[Wrf-users] real.exe failing on huge domains

Mon Aug 31 16:41:04 MDT 2009

First - the basic question - has anybody been successful in WPS'ing
and real.exe'ing a large domain, on the order of 6075x6075x27 grid
points (approximately 1 billion)?

I've almost convinced (I say "almost" because I recognize that I, like
others, am capable of making stupid mistakes) myself that there is an
issue with real.exe which, for large grids, results in an error
message of the form:

=====================
 p_top_requested =     5000.000
 allowable grid%p_top in data   =     55000.00
 -------------- FATAL CALLED ---------------
 FATAL CALLED FROM FILE:  module_initialize_real.b  LINE:     526
 p_top_requested < grid%p_top possible from data
=====================

and I'm beginning to think that this is somehow related to memory
allocation issues.  I'm currently working on a 1km resolution case,
centered on Fairbanks, Alaska.  If I use a 3038x3038 horizontal grid,
it all works fine, but with a 6075x6075 grid, I get the above error.
In both cases, I've written an NCL script to print the min/max/avg
values of the PRES field in met_em*, and at the top level they both
come out to 1000 Pa and at the next level down they both come out to
2000 Pa.  So, I'm guessing my topmost pressure fields are fine.  So,
I'm guessing that the met_em file being fed to real.exe is good.

Further information:

- I've tried these cases under a number of varying conditions -
different resolutions, different machines (a Sun Opteron cluster and a
Cray XT5).  In all cases, however, I've been using the PGI compilers
(but I may try Pathscale on one of the machines to see if that makes a
difference).  I feel pretty good about having ruled out resolution,
physics, etc. as a problem, and feel like I've narrowed this down to
be a problem that's a function of domain size.

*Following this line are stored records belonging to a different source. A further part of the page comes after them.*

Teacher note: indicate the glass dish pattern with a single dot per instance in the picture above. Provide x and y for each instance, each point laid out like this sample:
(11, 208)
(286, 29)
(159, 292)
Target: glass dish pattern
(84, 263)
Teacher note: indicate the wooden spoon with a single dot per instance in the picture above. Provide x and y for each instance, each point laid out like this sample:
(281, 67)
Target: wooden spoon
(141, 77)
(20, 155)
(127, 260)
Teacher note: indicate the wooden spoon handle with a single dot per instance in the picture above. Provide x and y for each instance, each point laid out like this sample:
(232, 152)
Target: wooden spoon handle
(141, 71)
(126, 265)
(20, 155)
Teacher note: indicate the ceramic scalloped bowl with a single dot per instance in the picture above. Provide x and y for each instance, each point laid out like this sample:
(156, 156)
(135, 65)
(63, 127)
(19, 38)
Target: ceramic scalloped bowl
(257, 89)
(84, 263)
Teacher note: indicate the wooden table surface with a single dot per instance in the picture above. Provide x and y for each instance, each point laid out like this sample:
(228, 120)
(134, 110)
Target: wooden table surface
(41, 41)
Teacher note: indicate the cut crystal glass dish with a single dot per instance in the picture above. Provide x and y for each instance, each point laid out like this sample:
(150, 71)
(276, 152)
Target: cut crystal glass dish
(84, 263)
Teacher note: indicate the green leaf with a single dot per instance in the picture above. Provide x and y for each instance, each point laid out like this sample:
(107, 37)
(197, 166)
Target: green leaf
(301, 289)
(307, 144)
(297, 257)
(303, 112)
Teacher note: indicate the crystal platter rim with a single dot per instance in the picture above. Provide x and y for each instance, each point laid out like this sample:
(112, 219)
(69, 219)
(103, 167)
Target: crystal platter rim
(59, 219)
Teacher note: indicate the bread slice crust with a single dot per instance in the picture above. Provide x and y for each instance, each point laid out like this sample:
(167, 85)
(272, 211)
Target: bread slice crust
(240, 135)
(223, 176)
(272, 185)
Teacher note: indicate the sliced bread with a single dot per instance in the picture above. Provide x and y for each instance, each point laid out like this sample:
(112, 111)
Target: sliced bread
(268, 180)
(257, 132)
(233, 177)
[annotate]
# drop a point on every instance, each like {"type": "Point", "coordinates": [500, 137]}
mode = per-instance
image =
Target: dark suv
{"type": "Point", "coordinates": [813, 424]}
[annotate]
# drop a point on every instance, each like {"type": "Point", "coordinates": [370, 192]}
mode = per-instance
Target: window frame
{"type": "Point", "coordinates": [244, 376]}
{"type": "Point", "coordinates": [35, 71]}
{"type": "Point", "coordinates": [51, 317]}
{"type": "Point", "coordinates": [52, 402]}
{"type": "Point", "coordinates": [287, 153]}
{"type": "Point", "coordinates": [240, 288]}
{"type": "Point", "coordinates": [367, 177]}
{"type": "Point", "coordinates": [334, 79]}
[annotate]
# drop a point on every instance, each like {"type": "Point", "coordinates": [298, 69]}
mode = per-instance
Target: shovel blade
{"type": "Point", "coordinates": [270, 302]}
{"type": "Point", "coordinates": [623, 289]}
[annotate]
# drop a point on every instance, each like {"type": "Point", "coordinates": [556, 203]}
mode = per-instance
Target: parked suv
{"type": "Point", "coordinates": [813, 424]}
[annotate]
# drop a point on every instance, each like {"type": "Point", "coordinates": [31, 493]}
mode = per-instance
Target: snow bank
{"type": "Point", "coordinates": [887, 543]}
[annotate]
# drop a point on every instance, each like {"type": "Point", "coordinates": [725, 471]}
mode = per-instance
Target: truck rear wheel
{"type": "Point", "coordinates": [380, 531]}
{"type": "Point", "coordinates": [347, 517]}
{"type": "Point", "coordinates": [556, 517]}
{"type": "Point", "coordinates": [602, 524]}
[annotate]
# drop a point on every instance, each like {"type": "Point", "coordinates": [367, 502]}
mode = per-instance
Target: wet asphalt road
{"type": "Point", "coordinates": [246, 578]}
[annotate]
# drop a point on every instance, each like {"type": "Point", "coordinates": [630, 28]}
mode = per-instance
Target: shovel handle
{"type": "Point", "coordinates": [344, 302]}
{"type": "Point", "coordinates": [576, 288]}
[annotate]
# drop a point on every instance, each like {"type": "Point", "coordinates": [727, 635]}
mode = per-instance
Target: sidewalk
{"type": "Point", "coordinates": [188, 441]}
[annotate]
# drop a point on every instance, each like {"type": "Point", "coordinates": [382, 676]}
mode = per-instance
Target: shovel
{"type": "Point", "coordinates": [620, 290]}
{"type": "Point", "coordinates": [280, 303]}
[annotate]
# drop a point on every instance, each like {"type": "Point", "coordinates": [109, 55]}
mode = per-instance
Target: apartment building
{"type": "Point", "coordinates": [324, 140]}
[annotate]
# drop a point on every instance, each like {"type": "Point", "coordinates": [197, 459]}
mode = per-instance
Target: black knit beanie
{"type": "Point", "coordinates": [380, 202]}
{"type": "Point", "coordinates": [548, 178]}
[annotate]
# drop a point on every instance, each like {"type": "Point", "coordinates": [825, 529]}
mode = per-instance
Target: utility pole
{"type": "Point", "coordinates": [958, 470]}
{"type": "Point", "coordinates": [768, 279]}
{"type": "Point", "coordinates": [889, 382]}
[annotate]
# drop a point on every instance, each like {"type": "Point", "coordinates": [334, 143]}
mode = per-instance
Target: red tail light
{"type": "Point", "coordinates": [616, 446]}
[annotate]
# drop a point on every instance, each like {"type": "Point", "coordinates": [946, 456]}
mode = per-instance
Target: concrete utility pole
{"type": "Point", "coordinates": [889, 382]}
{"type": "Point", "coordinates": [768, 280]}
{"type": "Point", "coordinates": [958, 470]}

- With some guidance from John Michalakes and folks at Cray, I feel
pretty certain that I'm not running out of memory on the compute
nodes, though I'll be probing this a little more.  In one case (that
failed with the above problem) I put MPI Task 0 on a 32 GByte node all
by itself, then partitioned the other 255 tasks, 8 to an 8-core node
(two quad-core processors) each with 32 GBytes memory (4 GBytes per
task).

- Have tried this with WRFV3.0.1.1 and WRFV3.1

I'll continue to probe, and may need to start digging into the
real.exe source, but just wanted to know if anybody else has
experienced success or failure with this size of a problem.  I'm aware
that a Gordon Bell entry last year was performed with about 2 billion
grid points, but I think I remember someone telling me that the run
wasn't prepared with WPS.

Thanks,

Don Morton
-- 
Arctic Region Supercomputing Center
http://www.arsc.edu/~morton/